Companies like Facebook and Google have managed to turn that data into profits via targeted advertising. For other new tech companies, exactly how they might use data may not yet be clear -- but many decide to hoard data under the assumption that it may be useful to them some day down the line, even if they haven't figured out how yet.
Ramirez thinks that strategy is risky.
"We often hear the argument that to realize the benefits of big data, businesses should not face limits on the collection and retention of data because the value lies in its unanticipated uses," she told the crowd at CES. "But I question the notion that we must put sensitive consumer data at risk on the off-chance a company might someday discover a valuable use for the information."
While there may be some hidden value in the vast amounts of data being stored by companies, such troves can also become massive liabilities -- either by being compromised by outside sources or being misused by the company's own employees.
No recent example drives this point home more than the Thanksgiving week cyberattack on Sony Pictures Entertainment, when huge amounts of internal documents reportedly revealing everything from salaries and performance evaluations to the e-mail inboxes of executives were released online -- effectively weaponizing the company's own data against it.
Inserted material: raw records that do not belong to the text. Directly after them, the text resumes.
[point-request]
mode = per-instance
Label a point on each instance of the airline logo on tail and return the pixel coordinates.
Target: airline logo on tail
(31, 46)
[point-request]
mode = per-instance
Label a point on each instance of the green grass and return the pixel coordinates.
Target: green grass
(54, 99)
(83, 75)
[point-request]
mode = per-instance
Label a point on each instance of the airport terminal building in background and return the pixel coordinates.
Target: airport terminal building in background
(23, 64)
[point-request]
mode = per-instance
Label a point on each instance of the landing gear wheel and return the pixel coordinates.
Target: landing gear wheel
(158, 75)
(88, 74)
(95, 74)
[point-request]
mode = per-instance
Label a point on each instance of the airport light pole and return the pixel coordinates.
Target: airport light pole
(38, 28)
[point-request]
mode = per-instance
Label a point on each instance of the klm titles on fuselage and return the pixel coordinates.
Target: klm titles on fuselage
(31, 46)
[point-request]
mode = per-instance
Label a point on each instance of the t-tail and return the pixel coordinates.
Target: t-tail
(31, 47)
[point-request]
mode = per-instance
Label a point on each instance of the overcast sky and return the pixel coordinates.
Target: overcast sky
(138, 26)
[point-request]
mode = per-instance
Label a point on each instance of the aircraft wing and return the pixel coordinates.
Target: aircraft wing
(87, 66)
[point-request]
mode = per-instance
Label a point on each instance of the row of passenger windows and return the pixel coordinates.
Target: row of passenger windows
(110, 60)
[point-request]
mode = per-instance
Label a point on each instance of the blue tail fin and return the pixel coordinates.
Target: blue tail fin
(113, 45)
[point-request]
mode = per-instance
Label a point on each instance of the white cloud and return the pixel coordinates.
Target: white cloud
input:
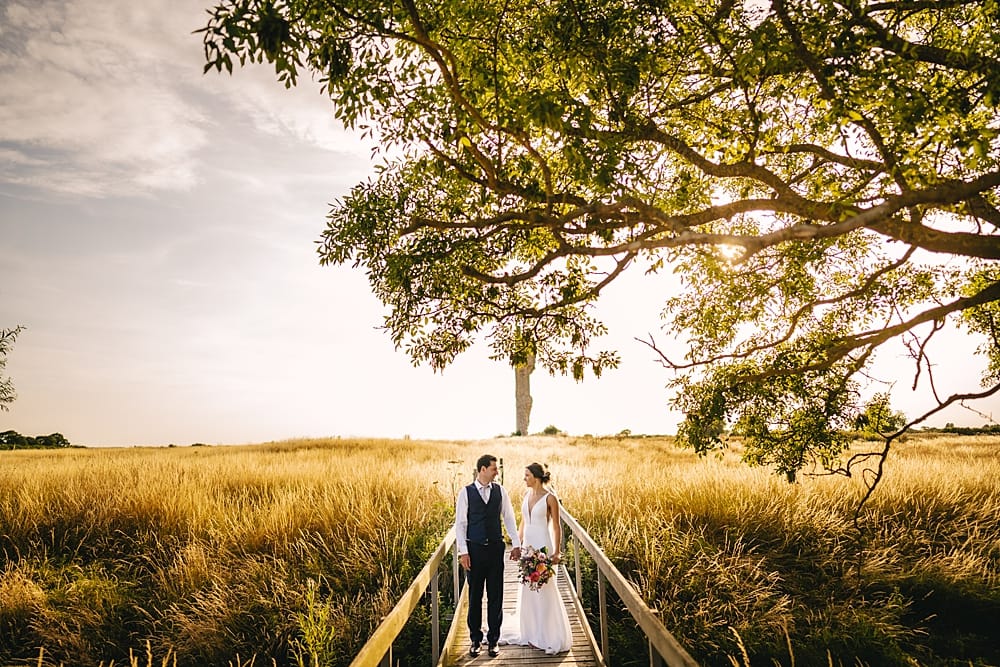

Essentially, by amassing huge amounts of digital data, companies are also becoming responsible for safeguarding that data. But it's much more complex to secure systems that likely maintain connections to the outside Internet than it is to lock down a dusty physical file cabinet. And failing to do so can be pricey: Sony Pictures is now facing multiple lawsuits from former employees who say the company was negligent in protecting personal data about them.
But there are less obvious ways for company's data collection and management to be a weakness. Ride-on-demand service Uber found itself in a whirlwind of bad media attention in November after comments made by an executive about digging up dirt on an adversarial journalist drew attention to how it safeguards rider data. By the time things settled down, the company had taken unspecified "disciplinary actions" against one manager for tracking a Buzzfeed reporter without her knowledge or consent using the company's ominously titled internal interface, "Godview."
But the public unease with Uber's data management hasn't stopped other companies from engaging in similar data hording. Competitor Lyft, for instance, keeps rider data indefinitely -- even if a user deletes their account -- according to their terms of service. In a recent letter to Sen. Al Franken (D-Minn.) the company defended the stance, saying there were many reasons to keep the data around including law enforcement requests and fraud prevention.
The risks associated with harvesting and securing massive amounts of data will likely only be increased by the ever-burgeoning "Internet of things," with companies no doubt hoping to monetize data about consumers passively collected by devices that will make up that web.
But Ramirez hopes companies looking to expand into the market consider the bigger, privacy-oriented picture -- and in some cases, opt to collect less. "Data that has not been collected or that has already been destroyed cannot fall into the wrong hands," she said.